Cinéma

Les Adieux à la reine : un naufrage féminin

© Ad Vitam

Vous n’entendrez pas beaucoup parler de cinéma français dans ce blog, mais Les Adieux à la reine en valent la peine. Le réalisateur Benoît Jacquot, que je ne connaissais pas, nous y livre une vision très subjective des premiers jours de la Révolution française, en adaptant le livre éponyme de Chantal Thomas.
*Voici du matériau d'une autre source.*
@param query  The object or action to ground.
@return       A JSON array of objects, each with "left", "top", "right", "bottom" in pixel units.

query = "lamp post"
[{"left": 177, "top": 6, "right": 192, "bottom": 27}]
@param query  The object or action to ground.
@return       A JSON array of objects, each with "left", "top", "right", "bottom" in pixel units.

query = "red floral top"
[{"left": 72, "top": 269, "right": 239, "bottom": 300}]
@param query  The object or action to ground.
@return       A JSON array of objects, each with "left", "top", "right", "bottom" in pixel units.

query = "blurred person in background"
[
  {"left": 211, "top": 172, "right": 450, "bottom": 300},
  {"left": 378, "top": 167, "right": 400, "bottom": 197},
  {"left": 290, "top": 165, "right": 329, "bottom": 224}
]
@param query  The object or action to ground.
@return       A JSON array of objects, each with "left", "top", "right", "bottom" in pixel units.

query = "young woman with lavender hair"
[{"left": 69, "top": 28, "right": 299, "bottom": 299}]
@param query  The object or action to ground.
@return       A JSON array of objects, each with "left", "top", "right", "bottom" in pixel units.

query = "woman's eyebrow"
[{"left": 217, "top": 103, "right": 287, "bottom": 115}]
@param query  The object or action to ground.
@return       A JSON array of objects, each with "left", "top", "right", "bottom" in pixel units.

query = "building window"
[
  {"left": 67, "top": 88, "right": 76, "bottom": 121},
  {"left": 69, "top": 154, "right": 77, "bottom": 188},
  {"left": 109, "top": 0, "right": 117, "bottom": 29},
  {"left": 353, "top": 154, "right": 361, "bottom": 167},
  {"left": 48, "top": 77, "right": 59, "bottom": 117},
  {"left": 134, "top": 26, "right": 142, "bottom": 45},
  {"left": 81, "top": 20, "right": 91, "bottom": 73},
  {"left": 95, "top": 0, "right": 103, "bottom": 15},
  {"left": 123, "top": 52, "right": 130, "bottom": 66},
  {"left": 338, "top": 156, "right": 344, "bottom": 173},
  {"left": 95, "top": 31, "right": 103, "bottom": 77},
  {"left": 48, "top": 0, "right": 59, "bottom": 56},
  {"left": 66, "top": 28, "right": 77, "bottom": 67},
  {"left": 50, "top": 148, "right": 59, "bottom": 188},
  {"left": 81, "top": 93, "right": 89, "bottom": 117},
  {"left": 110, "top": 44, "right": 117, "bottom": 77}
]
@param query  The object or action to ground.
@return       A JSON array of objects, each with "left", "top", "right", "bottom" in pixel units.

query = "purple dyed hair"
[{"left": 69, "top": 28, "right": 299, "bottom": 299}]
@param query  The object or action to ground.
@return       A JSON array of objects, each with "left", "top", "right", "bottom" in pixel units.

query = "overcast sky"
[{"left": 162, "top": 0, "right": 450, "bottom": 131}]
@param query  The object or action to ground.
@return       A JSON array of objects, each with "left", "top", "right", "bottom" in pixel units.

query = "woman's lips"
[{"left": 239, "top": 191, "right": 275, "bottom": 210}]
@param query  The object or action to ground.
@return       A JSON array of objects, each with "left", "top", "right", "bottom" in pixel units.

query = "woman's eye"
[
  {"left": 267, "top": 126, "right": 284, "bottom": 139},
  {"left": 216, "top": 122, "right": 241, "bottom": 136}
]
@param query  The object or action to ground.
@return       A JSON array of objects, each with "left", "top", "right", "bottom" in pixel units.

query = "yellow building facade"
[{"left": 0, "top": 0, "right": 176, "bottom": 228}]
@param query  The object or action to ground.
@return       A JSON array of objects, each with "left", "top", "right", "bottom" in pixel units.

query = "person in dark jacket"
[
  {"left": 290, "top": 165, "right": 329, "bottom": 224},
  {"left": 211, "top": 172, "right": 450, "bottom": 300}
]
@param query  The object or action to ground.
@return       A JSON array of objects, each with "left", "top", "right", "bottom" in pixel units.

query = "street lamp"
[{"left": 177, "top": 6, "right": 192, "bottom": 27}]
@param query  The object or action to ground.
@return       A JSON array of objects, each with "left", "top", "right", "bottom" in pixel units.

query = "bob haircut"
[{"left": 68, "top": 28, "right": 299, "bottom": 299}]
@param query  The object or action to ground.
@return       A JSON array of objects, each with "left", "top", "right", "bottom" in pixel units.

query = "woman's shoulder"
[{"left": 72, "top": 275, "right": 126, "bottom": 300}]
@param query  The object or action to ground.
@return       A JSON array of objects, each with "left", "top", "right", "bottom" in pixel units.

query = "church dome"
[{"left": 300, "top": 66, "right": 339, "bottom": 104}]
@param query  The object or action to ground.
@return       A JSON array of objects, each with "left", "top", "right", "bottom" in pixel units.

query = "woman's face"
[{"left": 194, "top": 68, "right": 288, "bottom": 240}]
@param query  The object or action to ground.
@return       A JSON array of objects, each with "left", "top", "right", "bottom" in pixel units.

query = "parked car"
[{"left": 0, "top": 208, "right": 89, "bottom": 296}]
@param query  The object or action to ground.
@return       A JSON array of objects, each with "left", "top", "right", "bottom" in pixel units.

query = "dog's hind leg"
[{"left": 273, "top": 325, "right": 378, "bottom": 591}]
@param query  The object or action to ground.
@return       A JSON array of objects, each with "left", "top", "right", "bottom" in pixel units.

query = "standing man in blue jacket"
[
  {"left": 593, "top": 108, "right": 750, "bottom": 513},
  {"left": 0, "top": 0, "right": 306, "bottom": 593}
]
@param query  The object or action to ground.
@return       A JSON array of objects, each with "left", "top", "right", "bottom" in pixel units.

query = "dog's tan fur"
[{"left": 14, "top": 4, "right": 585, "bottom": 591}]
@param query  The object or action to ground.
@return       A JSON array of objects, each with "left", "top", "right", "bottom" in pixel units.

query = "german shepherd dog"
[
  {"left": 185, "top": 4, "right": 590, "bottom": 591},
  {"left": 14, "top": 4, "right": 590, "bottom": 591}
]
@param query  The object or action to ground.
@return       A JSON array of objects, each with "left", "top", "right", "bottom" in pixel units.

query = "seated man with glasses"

Subjective car les évènements sont vus à travers les yeux de Sidonie Laborde (captivante Léa Seydoux), liseuse de la reine plus que dévouée à celle-ci, et parce que Jacquot choisit d’aborder les évènements révolutionnaires du point de vue de la cour.

On ne peut s’empêcher de comparer avec le sulfureux et très bon Marie-Antoinette de Sofia Coppola (2006), car ce film s’en rapproche par le portrait d’une reine (Diane Kruger) coupée des réalités et concentrée sur des frivolités, mais sous l’angle cette fois de sa liaison passionnelle avec la comtesse de Polignac (Virginie Ledoyen). Un casting exclusivement féminin, donc, que le réalisateur se plaît à filmer avec sensibilité et sensualité.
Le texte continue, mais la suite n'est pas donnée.